SBY lalu menyayangkan hal tersebut karena menurutnya, Paris Agreement atau Persetujuan Paris yang diteken banyak negara pada 2015, termasuk Indonesia, merupakan tonggak bersejarah, capaian dan prestasi besar dunia setelah serangkaian negosiasi yang alot.
"Saat itu, saya merasakan semangat dan energi dunia tinggi untuk menyelamatkan bumi kita dari perubahan iklim dan pemanasan global," ujar SBY dalam pidatonya di Roundtable Discussion Yudhoyono Institute dengan Universitas Kebangsaan Malaysia di Hotel Fairmont, Jakarta, Kamis (13/10/2022).
"Bahkan, masing-masing sudah menetapkan targetnya, meskipun itu juga memerlukan proses untuk mengurangi emisi karbon di negaranya masing-masing," katanya lagi.
SBY mengatakan, dunia saat ini justru sibuk dengan masalah geopolitik yang semakin runcing dan malah bersiap membangun kekuatan militernya sebagai antisipasi dari ancaman perang terbuka.
Ditambah lagi, dalam keadaan banyak negara belum pulih betul dari dampak pandemi Covid-19, ancaman resesi ekonomi sudah menanti pada 2023.

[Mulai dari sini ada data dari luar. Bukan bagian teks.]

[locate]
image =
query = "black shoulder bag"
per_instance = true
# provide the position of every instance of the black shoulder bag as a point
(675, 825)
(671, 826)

Di sisi lain, mengatasi perubahan iklim membutuhkan sumber daya dan anggaran yang tidak sedikit.
Jika ekonomi suatu negara sulit, pendapatan domestik bruto menurun, maka banyak negara tidak akan mampu mengalokasikan dan mendistribusikan anggaran untuk mengatasi perubahan iklim.
"Pasti resources dan effort (sumber daya dan upaya) digunakan untuk mengatasi ekonomi. Sementara pandemi belum tuntas, berapa persen kira-kira perhatian para pemimpin dunia untuk menyelamatkan bumi kita mengatasi perubahan iklim ini?" ujar SBY.
SBY menyampaikan bahwa hal ini berbahaya untuk masa depan bumi dan anak cucu.
"Saya menjadi cemas kalau (perubahan iklim) tidak lagi menjadi prioritas atau agenda utama," kata SBY.